The people that *should* be using MVs are the contributors to the project.  
People that actually wrote Cassandra code that can do a patch and push it into 
prod, and get it submitted upstream when they fix something.  Yes, a lot of 
this stuff requires production usage to shake out the bugs, that’s fine, but we 
shouldn’t lie to people and say “feature X is ready” when it’s not.  That’s a 
great way to get a reputation as “unstable” or “not fit for production."

Jon


> On Oct 2, 2017, at 11:54 AM, DuyHai Doan <doanduy...@gmail.com> wrote:
> 
> "I would (in a patch release) disable MV CREATE statements, and emit
> warnings for ALTER statements and on schema load if they’re not explicitly
> enabled"
> 
> --> I find this pretty extreme. Now we have an existing feature sitting
> there in the base code but forbidden from version xxx onward.
> 
> Since when do we start removing feature in a patch release ? (forbidding to
> create new MV == removing the feature, defacto)
> 
> Even the Thrift protocol has gone through a long process of deprecation and
> will be removed on 4.0
> 
> And if we start opening the Pandora box like this, what's next ? Forbidding
> to create SASI index too ? Removing Vnodes ?
> 
> 
> 
> 
> On Mon, Oct 2, 2017 at 8:16 PM, Jeremiah D Jordan <jeremiah.jor...@gmail.com
>> wrote:
> 
>>> Only emitting a warning really reduces visibility where we need it: in
>> the development process.
>> 
>> How does emitting a native protocol warning reduce visibility during the
>> development process?  If you run CREATE MV and cqlsh then prints out a
>> giant warning statement about how it is an experimental feature I think
>> that is pretty visible during development?
>> 
>> I guess I can see just blocking new ones without a flag set, but we need
>> to be careful here.  We need to make sure we don’t cause a problem for
>> someone that is using them currently, even with all the edge cases issues
>> they have now.
>> 
>> -Jeremiah
>> 
>> 
>>> On Oct 2, 2017, at 2:01 PM, Blake Eggleston <beggles...@apple.com>
>> wrote:
>>> 
>>> Yeah, I'm not proposing that we disable MVs in existing clusters.
>>> 
>>> 
>>> On October 2, 2017 at 10:58:11 AM, Aleksey Yeshchenko (alek...@apple.com)
>> wrote:
>>> 
>>> The idea is to check the flag in CreateViewStatement, so creation of new
>> MVs doesn’t succeed without that flag flipped.
>>> 
>>> Obviously, just disabling existing MVs working in a minor would be silly.
>>> 
>>> As for the warning - yes, that should also be emitted.
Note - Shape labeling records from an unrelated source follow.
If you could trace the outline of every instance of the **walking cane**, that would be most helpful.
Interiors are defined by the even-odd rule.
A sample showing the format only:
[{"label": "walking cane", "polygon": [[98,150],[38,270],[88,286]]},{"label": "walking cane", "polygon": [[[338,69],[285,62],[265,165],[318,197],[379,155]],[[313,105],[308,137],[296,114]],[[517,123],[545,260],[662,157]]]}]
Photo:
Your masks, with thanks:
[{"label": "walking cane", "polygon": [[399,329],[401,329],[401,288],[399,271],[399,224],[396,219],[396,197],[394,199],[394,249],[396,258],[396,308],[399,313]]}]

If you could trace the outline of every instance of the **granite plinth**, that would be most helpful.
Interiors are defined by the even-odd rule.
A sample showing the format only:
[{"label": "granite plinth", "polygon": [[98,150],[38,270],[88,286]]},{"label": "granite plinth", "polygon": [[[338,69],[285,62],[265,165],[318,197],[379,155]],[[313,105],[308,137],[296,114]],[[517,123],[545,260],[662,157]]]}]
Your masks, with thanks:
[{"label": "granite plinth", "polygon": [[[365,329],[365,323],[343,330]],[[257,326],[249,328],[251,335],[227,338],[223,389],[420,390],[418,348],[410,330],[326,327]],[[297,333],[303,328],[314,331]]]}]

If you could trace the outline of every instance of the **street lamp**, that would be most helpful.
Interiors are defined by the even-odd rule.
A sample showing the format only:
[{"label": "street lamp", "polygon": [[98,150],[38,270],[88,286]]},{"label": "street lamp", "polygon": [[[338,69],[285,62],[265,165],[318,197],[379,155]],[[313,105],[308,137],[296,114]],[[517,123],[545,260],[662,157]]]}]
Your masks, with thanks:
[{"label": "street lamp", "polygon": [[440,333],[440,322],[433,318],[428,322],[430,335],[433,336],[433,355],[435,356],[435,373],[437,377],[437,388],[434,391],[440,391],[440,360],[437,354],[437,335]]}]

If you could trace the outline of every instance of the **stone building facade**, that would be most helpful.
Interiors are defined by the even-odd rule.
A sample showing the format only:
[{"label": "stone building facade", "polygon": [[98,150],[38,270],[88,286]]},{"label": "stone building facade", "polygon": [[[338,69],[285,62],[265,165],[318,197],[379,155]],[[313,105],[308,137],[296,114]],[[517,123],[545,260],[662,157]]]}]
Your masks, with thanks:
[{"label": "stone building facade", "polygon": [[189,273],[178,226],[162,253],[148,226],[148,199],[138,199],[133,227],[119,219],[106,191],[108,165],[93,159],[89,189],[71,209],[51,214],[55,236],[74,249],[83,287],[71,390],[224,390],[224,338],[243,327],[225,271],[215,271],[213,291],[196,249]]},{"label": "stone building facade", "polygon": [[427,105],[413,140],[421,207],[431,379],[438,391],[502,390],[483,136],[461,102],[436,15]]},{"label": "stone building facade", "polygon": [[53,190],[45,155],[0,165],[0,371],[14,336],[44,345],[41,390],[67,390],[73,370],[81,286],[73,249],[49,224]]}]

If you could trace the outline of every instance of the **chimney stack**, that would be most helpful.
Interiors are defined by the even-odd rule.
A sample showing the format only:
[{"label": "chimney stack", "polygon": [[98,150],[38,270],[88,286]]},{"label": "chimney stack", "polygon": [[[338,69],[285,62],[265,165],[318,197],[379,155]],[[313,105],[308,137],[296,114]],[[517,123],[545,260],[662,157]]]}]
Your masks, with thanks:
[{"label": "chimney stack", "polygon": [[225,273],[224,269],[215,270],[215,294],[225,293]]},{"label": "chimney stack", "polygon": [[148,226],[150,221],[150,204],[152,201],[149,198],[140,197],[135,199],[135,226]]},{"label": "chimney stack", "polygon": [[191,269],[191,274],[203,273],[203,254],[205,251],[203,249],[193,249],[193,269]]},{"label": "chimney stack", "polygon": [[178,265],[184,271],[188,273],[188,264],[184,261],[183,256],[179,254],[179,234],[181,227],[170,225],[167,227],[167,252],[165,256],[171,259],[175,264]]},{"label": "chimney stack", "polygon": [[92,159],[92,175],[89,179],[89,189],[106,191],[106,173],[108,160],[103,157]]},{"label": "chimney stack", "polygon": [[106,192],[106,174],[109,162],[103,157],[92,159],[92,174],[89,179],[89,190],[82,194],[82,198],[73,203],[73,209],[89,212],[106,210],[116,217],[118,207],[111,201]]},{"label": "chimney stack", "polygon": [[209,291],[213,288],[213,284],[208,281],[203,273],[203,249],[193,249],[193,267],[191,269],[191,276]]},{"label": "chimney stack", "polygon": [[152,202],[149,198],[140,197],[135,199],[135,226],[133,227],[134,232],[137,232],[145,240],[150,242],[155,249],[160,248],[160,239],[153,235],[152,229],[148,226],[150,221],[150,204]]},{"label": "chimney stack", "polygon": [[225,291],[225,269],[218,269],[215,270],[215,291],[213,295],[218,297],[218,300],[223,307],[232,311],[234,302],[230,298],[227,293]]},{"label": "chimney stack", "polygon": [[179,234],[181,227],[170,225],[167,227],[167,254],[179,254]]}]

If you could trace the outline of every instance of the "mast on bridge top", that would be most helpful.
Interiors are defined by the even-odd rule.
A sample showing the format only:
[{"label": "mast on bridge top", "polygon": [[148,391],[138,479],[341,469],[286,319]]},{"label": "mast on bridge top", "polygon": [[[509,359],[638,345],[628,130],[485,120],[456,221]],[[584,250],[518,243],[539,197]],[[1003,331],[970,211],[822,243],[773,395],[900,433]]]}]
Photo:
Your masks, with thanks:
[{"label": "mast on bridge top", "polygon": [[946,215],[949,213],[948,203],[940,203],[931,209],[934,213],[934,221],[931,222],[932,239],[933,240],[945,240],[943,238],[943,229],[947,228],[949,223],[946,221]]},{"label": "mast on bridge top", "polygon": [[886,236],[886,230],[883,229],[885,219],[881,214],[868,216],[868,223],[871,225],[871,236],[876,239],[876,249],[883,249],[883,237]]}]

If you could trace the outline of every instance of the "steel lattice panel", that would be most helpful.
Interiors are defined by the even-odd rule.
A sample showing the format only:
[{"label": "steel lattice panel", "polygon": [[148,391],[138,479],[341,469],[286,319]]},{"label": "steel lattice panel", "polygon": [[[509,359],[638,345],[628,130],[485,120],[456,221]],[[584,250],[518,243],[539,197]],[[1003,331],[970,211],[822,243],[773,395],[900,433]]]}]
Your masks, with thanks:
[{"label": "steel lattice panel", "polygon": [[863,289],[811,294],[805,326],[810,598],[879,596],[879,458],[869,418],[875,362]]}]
Unconditionally.
>>> 
>>> —
>>> AY
>>> 
>>> On 2 October 2017 at 18:18:52, Jeremiah D Jordan (
>> jeremiah.jor...@gmail.com) wrote:
>>> 
>>> These things are live on clusters right now, and I would not want
>> someone to upgrade their cluster to a new *patch* release and suddenly
>> something that may have been working for them now does not function.
>> Anyway, we need to be careful about how this gets put into practice if we
>> are going to do it retroactively.